D3 the Hard FP Way
In theory, the idea here is similar to when I was learning React/Redux and diving into SQL selects. In practice, I think most of D3’s complexity isn’t exactly in a direction that is elucidated by writing down types for everything, so the title is a mere personal snowclone. I’m just writing things out to an arbitrary amount of detail until I understand them and can refer to what I wrote here later.
Background
D3 is “a JavaScript library for visualizing data”. It has a lot of sublibraries that interoperate well but could be used separately — for example, it has utilities for manipulating colors, time, and SVG paths. Of the various concepts, though, I think D3 selections are the most distinctive and fundamental, so they are the focus of this post.
At a high level, D3 selections feel like jQuery. You run some code and it goes into the DOM and adds, deletes, and mutates a bunch of elements. The docs even endorse monkeypatching d3.selection to add custom helpers.

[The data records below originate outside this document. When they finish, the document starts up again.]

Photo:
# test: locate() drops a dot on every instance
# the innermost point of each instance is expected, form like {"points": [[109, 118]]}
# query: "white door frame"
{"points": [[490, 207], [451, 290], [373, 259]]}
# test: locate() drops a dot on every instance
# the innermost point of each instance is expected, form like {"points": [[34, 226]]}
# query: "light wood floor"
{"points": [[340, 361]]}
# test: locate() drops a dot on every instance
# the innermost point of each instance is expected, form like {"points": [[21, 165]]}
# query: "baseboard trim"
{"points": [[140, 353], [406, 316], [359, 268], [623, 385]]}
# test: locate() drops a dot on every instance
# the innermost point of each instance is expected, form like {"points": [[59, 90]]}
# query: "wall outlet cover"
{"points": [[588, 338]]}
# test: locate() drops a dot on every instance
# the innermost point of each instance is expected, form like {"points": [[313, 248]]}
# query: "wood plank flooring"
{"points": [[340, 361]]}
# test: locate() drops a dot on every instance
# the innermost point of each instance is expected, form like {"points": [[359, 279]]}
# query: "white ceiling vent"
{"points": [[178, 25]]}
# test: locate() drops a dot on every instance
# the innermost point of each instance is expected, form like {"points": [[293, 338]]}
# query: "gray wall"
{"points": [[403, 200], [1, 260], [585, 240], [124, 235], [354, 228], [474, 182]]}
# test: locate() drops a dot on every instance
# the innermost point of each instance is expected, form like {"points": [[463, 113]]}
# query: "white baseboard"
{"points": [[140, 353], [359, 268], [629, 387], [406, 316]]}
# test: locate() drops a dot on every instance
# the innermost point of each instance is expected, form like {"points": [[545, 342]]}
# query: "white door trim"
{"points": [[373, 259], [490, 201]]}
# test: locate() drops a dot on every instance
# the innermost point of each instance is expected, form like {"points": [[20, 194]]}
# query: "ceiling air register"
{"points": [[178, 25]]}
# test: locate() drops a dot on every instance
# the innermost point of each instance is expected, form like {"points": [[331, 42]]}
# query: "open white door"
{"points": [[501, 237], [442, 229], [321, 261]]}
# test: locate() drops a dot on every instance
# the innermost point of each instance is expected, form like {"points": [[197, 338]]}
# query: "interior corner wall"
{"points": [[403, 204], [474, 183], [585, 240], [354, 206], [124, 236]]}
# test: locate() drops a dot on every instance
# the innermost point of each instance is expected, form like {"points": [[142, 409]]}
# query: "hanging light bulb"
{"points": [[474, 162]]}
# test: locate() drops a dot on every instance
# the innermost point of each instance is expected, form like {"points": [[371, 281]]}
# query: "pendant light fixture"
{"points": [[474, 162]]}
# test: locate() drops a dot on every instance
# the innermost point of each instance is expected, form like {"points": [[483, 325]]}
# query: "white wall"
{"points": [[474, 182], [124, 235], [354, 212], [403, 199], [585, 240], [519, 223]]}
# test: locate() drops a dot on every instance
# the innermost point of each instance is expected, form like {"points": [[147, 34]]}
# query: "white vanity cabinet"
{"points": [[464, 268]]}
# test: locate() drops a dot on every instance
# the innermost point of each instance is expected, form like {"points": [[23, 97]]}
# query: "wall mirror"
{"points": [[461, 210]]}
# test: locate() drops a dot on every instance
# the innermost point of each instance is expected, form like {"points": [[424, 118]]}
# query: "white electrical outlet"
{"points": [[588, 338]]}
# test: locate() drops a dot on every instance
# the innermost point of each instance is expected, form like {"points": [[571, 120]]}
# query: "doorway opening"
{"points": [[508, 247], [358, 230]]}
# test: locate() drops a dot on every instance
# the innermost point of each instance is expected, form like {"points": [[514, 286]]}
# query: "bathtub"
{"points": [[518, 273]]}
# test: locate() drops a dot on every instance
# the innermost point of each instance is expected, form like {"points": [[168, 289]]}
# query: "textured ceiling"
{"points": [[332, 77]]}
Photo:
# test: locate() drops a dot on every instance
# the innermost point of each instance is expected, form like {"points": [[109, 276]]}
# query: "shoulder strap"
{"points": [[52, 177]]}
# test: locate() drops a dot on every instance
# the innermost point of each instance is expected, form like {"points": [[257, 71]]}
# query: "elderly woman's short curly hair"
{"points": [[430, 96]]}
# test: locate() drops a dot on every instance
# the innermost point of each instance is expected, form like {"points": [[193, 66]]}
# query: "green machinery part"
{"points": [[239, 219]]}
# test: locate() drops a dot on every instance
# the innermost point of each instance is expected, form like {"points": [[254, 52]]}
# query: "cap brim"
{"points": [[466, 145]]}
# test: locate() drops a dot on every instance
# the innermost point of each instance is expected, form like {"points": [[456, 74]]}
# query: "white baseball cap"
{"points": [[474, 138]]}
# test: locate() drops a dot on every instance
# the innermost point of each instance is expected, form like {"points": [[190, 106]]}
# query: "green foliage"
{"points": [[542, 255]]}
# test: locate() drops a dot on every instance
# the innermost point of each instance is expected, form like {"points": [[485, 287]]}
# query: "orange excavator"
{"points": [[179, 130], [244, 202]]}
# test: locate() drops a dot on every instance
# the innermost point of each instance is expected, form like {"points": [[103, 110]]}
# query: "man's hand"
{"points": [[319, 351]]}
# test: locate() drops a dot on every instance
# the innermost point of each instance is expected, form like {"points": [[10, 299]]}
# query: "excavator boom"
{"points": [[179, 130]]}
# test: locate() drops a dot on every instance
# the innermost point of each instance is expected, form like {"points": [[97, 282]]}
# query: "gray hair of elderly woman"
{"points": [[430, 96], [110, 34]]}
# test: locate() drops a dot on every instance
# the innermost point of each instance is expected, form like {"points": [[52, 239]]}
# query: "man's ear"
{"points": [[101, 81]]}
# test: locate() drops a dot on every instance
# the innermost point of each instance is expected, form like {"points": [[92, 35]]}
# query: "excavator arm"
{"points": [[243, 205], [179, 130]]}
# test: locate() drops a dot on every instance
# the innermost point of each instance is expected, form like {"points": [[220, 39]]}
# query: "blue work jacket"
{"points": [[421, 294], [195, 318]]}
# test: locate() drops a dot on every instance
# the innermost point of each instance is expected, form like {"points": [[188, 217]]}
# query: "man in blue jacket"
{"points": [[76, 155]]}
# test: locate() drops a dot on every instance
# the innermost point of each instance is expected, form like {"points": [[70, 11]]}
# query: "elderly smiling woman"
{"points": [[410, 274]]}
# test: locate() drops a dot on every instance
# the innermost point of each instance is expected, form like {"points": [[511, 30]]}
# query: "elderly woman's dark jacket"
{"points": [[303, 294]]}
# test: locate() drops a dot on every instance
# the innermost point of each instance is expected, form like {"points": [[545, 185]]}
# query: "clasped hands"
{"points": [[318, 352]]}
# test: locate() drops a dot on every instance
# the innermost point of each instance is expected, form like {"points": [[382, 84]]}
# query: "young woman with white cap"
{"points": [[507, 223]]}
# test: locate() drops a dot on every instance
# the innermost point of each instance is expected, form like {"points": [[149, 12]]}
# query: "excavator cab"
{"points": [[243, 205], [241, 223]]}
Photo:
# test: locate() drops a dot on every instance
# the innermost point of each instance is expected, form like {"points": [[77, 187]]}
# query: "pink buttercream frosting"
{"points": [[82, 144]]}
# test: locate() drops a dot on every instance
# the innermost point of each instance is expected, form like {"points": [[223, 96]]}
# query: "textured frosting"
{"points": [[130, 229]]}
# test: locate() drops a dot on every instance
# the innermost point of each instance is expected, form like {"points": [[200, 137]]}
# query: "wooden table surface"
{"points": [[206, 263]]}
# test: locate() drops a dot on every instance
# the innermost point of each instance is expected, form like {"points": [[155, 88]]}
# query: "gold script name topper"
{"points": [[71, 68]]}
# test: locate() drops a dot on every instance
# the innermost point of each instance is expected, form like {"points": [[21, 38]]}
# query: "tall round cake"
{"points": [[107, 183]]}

However, D3 has data binding and batch operations that make it easy to change the DOM in a way that resembles reconciliation in a framework like React.
Selections
API: Selecting Elements.
A D3 selection holds an array of arrays of nullable1 DOM elements. The intermediate arrays are called groups. Additionally, each group in a selection is associated with a parent node. During basic D3 usage, you might only ever work with selections with a single group and ignore parent nodes.
When relevant, I will call the index of an element inside its group the “within-group index” and the index of a group among all groups in a selection the “across-group index”.